Challenge

The greatest challenge for radiation therapy (RT) is to reach the highest probability of cure with the least morbidity. Over the last decades, remarkable progresses have been made thanks to modern advances in computer and imaging technologies. Modern radiotherapy has evolved from non-site-specific techniques using bony anatomy and hand-drawn blocking toward a highly conformal dose distribution tailored to nearly every kind of target volume, with 3D conformal radiation therapy and intensity-modulated radiation therapy (IMRT). Therefore in theory, the cancer cells can be much better targeted with sufficient radiation doses, while simultaneously sparing surrounding healthy tissues. However in practice, some difficulties remain to identify correctly and completely all the cancer cells. A second strategy to improve treatments is through evidence based medicine: learning by doing. Evaluations of different treatment strategies with large numbers of patients lead to new protocols with statistically better performances, e.g. higher doses in certain areas. To support both strategies, new technologies will be developed in the proposed project. The focus will be on the diagnostic and treatment planning phases, in combination with post-treatment evaluations, for patient and for evidence based medicine. That should result in better patient outcome.

Yet despite all this technological and clinical innovation, experience shows that in many cases it is still not possible to provide information about functional heterogeneity of the tumour and to sufficiently control local tumour growth. To address this shortcoming, radiation oncologists and medical physicists want to characterize the tumour in terms of morphology, movement and molecular profile, and also before, during and after a treatment.

Morphology: conventional imaging techniques (computed tomography (CT), magnetic resonance imaging (MRI) or ultrasound (US)) currently enable radiation oncologists to delineate a gross tumour volume (GTV), which is the visible part of the tumour on these images. Microscopic tumour extensions and migrant cells subpopulations are not observable currently, since their sizes are below resolution limit of modern 3D imaging. That means assumptions (based on clinical and pathological experience) need to be made about the clinical target volume (CTV), which is the anatomical information required by clinicians to plan an external radiotherapy treatment. Some new technologies, such as advanced positron emission tomography (PET)/CT and single photon emission computed tomography (SPECT), have the potential to depict tumour extensions, which do not cause anatomical changes, like microscopic metastases in normal sized lymph nodes. This leads to a more accurate definition of the CTV. The expectation is that these technologies can in a not-too-distant future provide clinically usable high-resolution solutions. “SUMMER” project will significantly ease the use of these imaging methods for RT applications.

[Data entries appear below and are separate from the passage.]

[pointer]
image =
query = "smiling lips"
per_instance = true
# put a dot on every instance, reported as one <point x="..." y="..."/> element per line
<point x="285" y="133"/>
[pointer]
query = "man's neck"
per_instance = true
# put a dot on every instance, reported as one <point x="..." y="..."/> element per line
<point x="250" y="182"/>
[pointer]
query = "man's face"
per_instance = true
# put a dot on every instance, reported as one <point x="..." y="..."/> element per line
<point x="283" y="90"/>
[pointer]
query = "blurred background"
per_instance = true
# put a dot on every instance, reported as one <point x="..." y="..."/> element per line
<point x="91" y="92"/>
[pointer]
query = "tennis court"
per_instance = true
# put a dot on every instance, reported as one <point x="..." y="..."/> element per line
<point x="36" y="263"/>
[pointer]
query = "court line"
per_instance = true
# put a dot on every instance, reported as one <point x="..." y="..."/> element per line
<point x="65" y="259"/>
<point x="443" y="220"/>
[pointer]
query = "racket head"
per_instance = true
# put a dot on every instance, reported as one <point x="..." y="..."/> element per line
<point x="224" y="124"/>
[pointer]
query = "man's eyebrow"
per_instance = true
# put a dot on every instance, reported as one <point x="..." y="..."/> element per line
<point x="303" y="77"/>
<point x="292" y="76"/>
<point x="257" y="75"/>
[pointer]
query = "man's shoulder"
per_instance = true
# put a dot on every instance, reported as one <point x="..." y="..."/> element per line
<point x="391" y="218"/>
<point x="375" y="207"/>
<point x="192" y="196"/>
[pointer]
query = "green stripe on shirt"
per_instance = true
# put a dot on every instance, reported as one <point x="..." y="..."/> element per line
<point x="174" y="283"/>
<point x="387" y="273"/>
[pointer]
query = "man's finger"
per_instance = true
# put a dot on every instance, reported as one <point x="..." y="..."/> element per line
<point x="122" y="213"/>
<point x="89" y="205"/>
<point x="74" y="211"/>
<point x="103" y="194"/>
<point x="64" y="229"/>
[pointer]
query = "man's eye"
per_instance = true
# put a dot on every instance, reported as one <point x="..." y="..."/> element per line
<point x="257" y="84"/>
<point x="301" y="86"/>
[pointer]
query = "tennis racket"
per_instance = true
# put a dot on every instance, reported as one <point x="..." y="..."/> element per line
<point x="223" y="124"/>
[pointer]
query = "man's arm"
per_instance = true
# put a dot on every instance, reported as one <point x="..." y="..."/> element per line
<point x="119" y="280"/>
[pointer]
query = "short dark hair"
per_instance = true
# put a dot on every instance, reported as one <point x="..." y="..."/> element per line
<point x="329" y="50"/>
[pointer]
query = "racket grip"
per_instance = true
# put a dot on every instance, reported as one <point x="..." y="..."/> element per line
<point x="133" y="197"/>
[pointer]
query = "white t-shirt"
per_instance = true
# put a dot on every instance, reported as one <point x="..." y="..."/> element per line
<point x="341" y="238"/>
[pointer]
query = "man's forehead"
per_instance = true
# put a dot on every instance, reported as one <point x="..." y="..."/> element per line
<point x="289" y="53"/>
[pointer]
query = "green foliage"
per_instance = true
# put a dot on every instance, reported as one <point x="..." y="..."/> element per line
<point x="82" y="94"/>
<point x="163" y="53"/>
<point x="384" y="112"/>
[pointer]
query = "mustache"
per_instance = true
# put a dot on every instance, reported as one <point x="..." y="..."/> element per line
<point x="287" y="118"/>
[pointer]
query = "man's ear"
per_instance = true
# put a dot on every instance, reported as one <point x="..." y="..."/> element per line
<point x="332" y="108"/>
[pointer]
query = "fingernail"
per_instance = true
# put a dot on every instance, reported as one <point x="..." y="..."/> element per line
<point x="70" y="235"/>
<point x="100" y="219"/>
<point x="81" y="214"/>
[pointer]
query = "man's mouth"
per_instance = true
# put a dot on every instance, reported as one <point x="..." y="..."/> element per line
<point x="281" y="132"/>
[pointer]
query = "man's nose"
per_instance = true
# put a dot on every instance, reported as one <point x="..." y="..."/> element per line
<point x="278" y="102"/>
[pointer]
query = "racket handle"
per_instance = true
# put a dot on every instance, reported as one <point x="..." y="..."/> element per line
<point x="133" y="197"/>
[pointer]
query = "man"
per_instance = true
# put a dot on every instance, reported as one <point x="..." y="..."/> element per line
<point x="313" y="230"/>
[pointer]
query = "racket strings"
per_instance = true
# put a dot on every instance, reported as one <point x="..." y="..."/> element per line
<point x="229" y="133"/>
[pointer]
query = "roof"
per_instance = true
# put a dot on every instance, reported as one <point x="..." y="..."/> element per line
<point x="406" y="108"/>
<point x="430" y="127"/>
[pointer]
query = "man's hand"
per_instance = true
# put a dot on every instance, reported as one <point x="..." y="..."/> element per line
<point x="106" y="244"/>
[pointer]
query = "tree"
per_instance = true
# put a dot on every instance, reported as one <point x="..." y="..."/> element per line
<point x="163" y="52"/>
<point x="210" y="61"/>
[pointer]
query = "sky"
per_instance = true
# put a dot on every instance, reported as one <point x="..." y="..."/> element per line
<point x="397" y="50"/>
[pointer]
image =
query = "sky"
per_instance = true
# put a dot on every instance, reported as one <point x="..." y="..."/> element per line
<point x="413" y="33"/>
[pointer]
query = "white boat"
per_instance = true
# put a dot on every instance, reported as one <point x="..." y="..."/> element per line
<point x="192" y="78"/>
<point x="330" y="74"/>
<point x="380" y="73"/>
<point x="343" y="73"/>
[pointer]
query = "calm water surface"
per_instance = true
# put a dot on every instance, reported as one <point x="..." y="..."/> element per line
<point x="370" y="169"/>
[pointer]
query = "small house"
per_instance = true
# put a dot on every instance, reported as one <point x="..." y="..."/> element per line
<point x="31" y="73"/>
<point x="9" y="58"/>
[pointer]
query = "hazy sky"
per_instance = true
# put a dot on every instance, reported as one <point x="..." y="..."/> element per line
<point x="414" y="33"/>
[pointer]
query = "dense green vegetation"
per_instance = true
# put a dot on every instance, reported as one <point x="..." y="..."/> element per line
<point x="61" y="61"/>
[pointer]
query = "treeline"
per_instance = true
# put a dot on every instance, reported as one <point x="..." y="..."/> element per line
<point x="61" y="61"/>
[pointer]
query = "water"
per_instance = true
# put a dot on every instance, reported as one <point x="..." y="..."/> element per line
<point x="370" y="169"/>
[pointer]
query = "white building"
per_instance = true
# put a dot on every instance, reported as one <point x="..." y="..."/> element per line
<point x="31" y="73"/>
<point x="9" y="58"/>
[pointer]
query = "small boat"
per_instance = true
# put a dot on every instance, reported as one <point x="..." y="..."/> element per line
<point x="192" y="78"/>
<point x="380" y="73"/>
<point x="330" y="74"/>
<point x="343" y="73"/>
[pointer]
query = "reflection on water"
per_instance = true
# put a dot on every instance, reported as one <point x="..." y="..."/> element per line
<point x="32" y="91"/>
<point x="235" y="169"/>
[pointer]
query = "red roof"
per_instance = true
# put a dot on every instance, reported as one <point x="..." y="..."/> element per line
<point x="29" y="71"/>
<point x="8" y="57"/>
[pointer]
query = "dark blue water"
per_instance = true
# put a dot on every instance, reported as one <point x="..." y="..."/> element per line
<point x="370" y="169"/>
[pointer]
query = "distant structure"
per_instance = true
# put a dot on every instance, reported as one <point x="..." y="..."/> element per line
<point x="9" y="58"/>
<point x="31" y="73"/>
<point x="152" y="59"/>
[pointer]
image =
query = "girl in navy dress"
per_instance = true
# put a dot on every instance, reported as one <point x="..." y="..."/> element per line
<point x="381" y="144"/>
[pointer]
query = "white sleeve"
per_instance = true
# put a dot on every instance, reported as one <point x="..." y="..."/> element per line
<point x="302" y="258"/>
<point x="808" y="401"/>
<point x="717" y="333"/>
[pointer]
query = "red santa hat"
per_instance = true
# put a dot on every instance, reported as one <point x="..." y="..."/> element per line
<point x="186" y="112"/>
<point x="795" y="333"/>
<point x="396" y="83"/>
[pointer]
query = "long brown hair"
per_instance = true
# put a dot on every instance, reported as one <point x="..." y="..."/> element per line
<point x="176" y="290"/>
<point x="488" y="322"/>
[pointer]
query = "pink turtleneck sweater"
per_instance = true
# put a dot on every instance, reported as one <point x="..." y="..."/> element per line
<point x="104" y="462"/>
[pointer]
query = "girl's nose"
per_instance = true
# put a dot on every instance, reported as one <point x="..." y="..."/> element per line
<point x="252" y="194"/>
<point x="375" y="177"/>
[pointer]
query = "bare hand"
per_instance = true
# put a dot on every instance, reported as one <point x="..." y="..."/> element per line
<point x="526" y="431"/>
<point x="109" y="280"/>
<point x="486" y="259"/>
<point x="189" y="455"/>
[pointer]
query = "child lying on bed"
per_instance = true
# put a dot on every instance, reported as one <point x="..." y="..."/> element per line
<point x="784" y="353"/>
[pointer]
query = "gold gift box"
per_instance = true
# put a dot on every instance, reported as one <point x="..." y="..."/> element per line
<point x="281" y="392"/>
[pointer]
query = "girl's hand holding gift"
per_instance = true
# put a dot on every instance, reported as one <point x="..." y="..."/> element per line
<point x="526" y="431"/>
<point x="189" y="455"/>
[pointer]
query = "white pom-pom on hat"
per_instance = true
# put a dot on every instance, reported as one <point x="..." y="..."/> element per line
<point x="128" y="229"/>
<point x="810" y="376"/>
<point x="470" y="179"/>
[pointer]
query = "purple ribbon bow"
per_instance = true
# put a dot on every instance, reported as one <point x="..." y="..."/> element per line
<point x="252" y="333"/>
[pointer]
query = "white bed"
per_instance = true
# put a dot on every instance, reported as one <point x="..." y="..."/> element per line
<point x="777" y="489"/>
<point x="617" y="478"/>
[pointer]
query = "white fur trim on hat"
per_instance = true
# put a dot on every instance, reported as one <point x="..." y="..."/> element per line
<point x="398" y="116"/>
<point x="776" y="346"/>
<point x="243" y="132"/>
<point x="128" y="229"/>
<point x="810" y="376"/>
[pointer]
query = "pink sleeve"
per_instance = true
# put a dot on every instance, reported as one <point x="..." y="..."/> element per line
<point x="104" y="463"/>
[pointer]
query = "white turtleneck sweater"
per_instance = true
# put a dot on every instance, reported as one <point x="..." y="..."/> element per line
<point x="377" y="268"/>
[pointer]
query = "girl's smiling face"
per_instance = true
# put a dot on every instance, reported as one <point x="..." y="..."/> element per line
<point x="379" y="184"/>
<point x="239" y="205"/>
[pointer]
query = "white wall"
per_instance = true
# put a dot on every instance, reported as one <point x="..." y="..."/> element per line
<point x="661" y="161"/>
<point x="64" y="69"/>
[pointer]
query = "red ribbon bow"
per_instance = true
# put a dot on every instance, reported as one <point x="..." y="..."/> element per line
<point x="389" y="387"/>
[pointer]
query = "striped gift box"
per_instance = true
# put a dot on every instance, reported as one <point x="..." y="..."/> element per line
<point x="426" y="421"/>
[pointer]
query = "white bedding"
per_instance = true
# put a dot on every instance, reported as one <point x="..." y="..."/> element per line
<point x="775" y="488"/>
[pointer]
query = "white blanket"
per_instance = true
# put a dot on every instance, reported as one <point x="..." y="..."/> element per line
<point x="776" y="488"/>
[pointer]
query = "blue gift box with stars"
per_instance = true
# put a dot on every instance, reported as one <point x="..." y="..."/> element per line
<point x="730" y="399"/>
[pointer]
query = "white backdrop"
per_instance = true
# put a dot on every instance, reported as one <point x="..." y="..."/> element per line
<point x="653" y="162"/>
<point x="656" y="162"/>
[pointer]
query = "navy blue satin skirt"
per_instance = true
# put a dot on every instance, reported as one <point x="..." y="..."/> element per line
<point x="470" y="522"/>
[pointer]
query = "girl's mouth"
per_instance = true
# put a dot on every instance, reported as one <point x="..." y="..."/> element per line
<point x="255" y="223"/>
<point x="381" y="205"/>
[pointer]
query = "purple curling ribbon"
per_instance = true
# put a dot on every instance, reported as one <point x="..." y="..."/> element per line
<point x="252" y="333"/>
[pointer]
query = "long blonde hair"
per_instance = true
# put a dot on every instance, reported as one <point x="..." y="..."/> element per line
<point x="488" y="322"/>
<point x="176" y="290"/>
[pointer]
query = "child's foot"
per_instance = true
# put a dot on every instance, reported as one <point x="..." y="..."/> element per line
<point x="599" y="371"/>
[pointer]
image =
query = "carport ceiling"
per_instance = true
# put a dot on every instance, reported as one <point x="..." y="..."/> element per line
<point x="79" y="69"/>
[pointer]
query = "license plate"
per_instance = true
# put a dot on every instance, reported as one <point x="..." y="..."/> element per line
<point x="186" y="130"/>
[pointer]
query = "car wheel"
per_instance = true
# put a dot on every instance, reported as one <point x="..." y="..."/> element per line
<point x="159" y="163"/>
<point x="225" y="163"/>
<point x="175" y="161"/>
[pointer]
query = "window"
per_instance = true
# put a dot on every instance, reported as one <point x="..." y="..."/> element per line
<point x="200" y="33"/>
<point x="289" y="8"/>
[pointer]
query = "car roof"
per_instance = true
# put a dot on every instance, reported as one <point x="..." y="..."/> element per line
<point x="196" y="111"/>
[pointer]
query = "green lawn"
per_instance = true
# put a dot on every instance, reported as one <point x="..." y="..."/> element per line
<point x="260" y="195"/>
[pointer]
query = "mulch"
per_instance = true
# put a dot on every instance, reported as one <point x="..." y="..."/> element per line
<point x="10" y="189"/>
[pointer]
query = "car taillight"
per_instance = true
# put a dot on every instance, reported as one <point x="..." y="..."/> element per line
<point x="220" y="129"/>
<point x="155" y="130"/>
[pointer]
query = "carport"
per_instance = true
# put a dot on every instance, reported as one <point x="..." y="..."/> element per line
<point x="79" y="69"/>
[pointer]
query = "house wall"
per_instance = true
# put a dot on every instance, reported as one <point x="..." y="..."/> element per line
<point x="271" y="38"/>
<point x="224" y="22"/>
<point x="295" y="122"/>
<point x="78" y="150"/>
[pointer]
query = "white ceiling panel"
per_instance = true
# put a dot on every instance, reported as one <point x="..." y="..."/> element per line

Movement: most tumours are subject to spatial changes during RT treatment. Displacements and deformations of the target may occur between treatment delivery fractions (inter-fractional changes) or during beam delivery (intra-fractional changes). To date, clinicians have taken into account this question by extending the CTV with appropriate safety margins resulting in the planning target volume (PTV). Again, these margins are based on clinical experience and often include some healthy tissue within the high dose volume. 4D-PET/CT images will be used in “SUMMER” to assess intra-fractional motion. That would already improve quality of patient outcome, since the PTV definition will be improved – e.g. with respiratory movements in tumours of the chest and upper abdomen like lung cancer. Inter-fractional motion (due to filling of bladder or bowel in prostate cancer cases) will also be addressed by non-rigid registration solutions for CT/MRI.

Molecular profile: recently, biologic variables based on differences between tumour metabolism, tumour antigens, and normal tissues have been incorporated into the treatment process. These properties may be characterized more appropriately by functional and molecular imaging using new tracers in PET and SPECT imaging and by specialized MRI scans (magnetic resonance spectroscopy (MRS), diffusion weighted MRI (DMRI), functional MRI (fMRI), etc.). However, the challenge is how to include this information in radiotherapy planning and beam delivery. That means introducing a biological target volume that discriminates tumoural sub-volumes of different radio-sensitivity. In parallel, it also means being able to identify the setting needed for delivering the corresponding inhomogeneous dose distributions.